Avoiding nursing home fees

[DeborahBlythe]

If my Mum could be made better, it would be worth all the money in the world.
Kayla

Of course it would Kayla, and mine too.
Richard, very sorry your mum has gone downhill and that you are under such pressure. Skye's advice is really sound, and so is Grannie G's. There are some truly excellent people contributing to this site, hope it will help you to find a way forward.

 

[noelphobic]

There could be some kind of interest free loan to meet any shortfall, just like the Student Loan System. Kayla

I have already made my views clear on funding of care/nursing home places earlier in this thread and in others, so won't go into all that again. What I will say is that my understanding is that people cannot be compelled to sell their homes to pay for care. The Local Authority can put a charge on the home and must be paid back when the home is sold. In the meantime they pay the care or nursing home fees and this 'loan' is interest free until after the death of the resident.

 

[janishere]

Have a Look at the Fight the Bureaucracy Website

Here is a link to the campaign devoted to helping those who wish to fight this national scandal which I highly recommend:

http://www.fightthebureaucracy.co.uk

You will find the latest posts regarding the attempted bullying of a carer and her Mum by Social Services before Christmas to force him into a care home without any proper consultation.

This carer and her parent are just one of thousands being treated in this callous and inconsiderate manner merely so that the NHS can avoid fulfilling its statutory duty on purely economic grounds.

Also the campaign is discussing the holding of a protest march in the New Year.

It's time for action, whether by word or deed. Remember, some courageous people once fought against the levying of the poll tax and went to prison for it (the minority as usual). And my friends, they won.

I see that on this forum only one previous laudable poster recommended going to court to recover the money unlawfully paid for care. There is the court route, or there is "can't pay, won't pay" and sign nothing. If we all did one or the other, the Government would have to cave in, but while so many of us are still craven moral cowards when faced with the power of this calculating and cold bureaucracy, the battle may well be a long one I am afraid. When will Middle England arouse from it slumbers?

 

[noelphobic]

There is the court route, or there is "can't pay, won't pay" and sign nothing.

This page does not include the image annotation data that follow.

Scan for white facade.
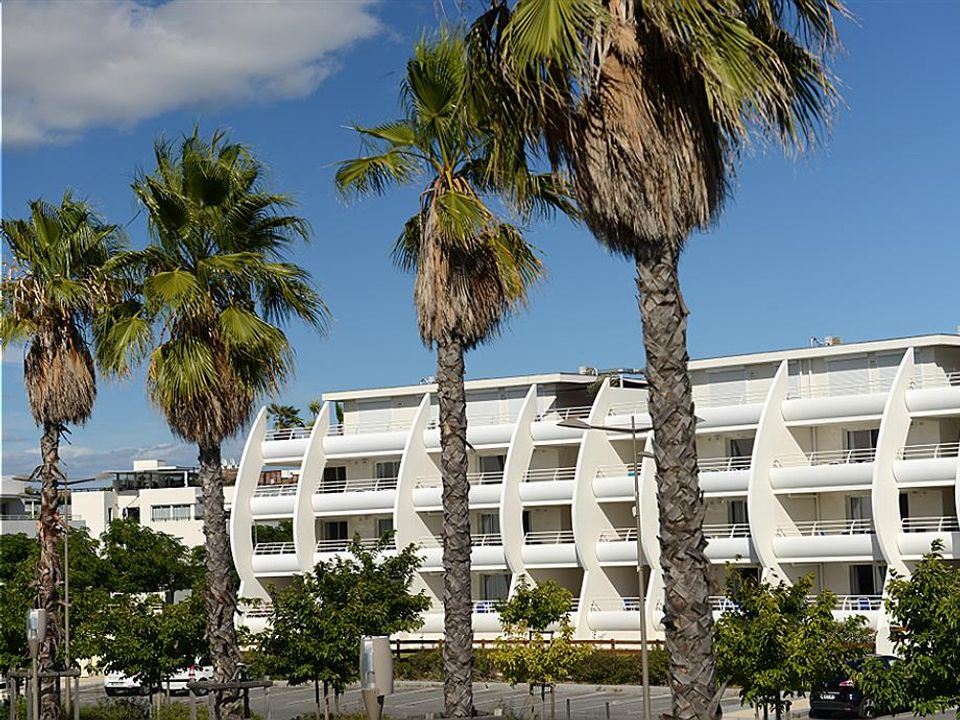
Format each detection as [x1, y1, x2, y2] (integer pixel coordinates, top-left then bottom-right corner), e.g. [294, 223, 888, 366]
[231, 335, 960, 641]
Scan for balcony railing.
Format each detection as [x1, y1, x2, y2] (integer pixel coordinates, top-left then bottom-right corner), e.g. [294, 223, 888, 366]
[317, 477, 397, 495]
[327, 420, 411, 435]
[523, 468, 577, 482]
[598, 527, 637, 542]
[703, 523, 750, 540]
[264, 428, 313, 440]
[317, 537, 397, 552]
[697, 455, 752, 472]
[897, 443, 960, 460]
[787, 375, 893, 400]
[253, 483, 297, 497]
[253, 543, 296, 555]
[900, 515, 960, 532]
[534, 405, 593, 422]
[773, 448, 877, 467]
[419, 533, 503, 547]
[590, 597, 641, 612]
[417, 471, 503, 488]
[523, 530, 573, 545]
[777, 518, 874, 537]
[910, 370, 960, 389]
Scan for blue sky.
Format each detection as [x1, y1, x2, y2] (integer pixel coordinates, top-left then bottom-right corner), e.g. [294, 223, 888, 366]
[2, 0, 960, 478]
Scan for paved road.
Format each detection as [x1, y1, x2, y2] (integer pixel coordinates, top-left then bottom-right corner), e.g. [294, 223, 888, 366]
[71, 678, 957, 720]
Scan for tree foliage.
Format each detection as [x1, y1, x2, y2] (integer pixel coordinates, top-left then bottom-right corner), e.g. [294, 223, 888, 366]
[493, 577, 590, 685]
[257, 540, 429, 704]
[714, 573, 872, 718]
[855, 546, 960, 715]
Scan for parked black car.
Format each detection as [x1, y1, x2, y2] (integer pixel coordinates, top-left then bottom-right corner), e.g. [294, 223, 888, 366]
[810, 655, 897, 718]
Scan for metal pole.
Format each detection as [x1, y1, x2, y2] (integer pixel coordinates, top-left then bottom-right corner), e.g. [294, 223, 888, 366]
[630, 414, 650, 720]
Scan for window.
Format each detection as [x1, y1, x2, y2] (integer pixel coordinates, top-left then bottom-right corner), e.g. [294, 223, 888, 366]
[477, 513, 500, 535]
[320, 465, 347, 492]
[377, 460, 400, 480]
[150, 505, 193, 522]
[323, 520, 349, 540]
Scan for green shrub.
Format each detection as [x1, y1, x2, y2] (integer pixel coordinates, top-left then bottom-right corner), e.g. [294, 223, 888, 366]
[571, 647, 670, 685]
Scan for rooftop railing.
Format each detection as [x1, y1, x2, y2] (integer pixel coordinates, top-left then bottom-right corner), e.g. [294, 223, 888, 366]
[897, 443, 960, 460]
[910, 370, 960, 389]
[523, 530, 574, 545]
[598, 527, 637, 542]
[697, 455, 752, 472]
[703, 523, 750, 540]
[253, 542, 296, 555]
[534, 405, 593, 422]
[900, 515, 960, 532]
[777, 518, 874, 537]
[773, 448, 877, 467]
[523, 468, 577, 482]
[317, 477, 397, 495]
[590, 597, 641, 612]
[787, 375, 893, 400]
[253, 483, 297, 497]
[417, 470, 503, 488]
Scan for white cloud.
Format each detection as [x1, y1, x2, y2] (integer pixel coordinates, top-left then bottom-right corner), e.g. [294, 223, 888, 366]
[3, 0, 382, 145]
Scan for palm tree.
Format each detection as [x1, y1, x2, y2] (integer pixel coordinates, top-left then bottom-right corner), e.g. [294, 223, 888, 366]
[103, 130, 328, 718]
[0, 192, 123, 720]
[470, 5, 844, 719]
[267, 403, 303, 430]
[336, 32, 569, 717]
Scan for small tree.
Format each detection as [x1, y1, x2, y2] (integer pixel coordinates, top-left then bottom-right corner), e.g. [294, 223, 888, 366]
[493, 576, 590, 716]
[257, 538, 430, 718]
[855, 544, 960, 715]
[714, 573, 873, 719]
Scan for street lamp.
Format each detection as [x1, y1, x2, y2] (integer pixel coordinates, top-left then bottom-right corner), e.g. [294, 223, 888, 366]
[557, 415, 653, 720]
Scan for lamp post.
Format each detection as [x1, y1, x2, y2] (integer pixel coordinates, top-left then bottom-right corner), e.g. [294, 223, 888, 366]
[557, 415, 653, 720]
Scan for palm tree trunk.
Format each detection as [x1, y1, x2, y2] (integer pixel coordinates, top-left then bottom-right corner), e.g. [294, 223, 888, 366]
[199, 445, 243, 720]
[437, 340, 473, 718]
[637, 248, 719, 720]
[37, 422, 63, 720]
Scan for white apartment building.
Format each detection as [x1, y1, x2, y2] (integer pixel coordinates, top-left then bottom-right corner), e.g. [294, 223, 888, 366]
[230, 335, 960, 646]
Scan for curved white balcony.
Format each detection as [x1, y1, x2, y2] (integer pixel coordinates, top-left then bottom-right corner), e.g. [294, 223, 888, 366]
[530, 405, 593, 443]
[253, 543, 300, 575]
[423, 413, 516, 451]
[261, 428, 311, 460]
[773, 519, 877, 562]
[413, 472, 503, 512]
[420, 533, 507, 572]
[250, 483, 297, 518]
[893, 443, 960, 487]
[770, 448, 876, 492]
[703, 523, 754, 562]
[697, 455, 751, 497]
[898, 516, 960, 560]
[781, 378, 892, 425]
[596, 527, 637, 566]
[520, 467, 577, 505]
[520, 530, 579, 568]
[323, 420, 411, 457]
[906, 370, 960, 414]
[587, 597, 640, 632]
[313, 477, 397, 517]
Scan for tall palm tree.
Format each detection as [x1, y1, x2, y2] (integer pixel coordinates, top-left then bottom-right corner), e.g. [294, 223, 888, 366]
[470, 0, 844, 719]
[0, 192, 123, 720]
[336, 32, 570, 717]
[102, 130, 328, 718]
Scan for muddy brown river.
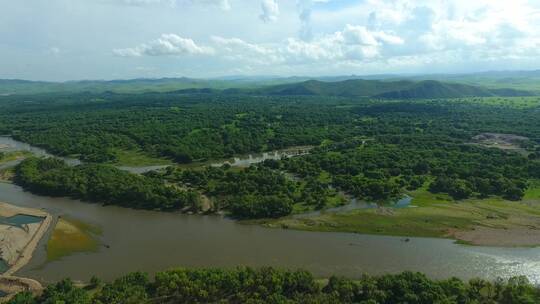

If we all did one or the other, the Government would have to cave in, but while so many of us are still craven moral cowards when faced with the power of this calculating and cold bureaucracy, the battle may well be a long one I am afraid. When will Middle England arouse from it slumbers?

I think it's unfair to call those who, for whatever reason, haven't actively fought against care home costs 'cowards'. Many people like myself are opposed to these fees but have many reasons for not taking action. I am sure that if there was an organised union of people fighting this then more people, myself included, would become involved.

 

[Michael E]

I am of the opinion that there is a big difference between being a bit dotty = having AD and being medically ill or dangerously insane. I think the bit dotty scenario, in the best possible world, would have the extended family gathering round and (cos we all live in the same street) the burden is shared. In to-days society it appears that one person takes the responsibility and the rest mainly duck!

In the medically ill - insane scenario then it is up to the national health service to do what families cannot do. No great problem with that myself.


Putting people in 'care homes' is a solution. It means that the extended family (which does not exist and are ducking) do not have to 'cope' with the situation. I suspect that the care home solution is not necessarily a bad one. Possibly it can be the best possible solution for the person with AD.

But why on earth should society pay? It is down to the person with AD to pay until they cannot at which time the state will step in and pay for them till they die. That seems pretty fair and good to me...

In the next 12 months or 12 years my wife Monique will need to go into a home because there will come a point when I think I will not be able or possibly want to hack it any more... The only way I can possibly finance that is by selling our quite nice house, investing the money in a couple of rental properties and my going back to living in a boat.. I may also have to sell of more of the family jewels (nobody ever gave me nothing - made it all myself!!!) in order to finance this plan...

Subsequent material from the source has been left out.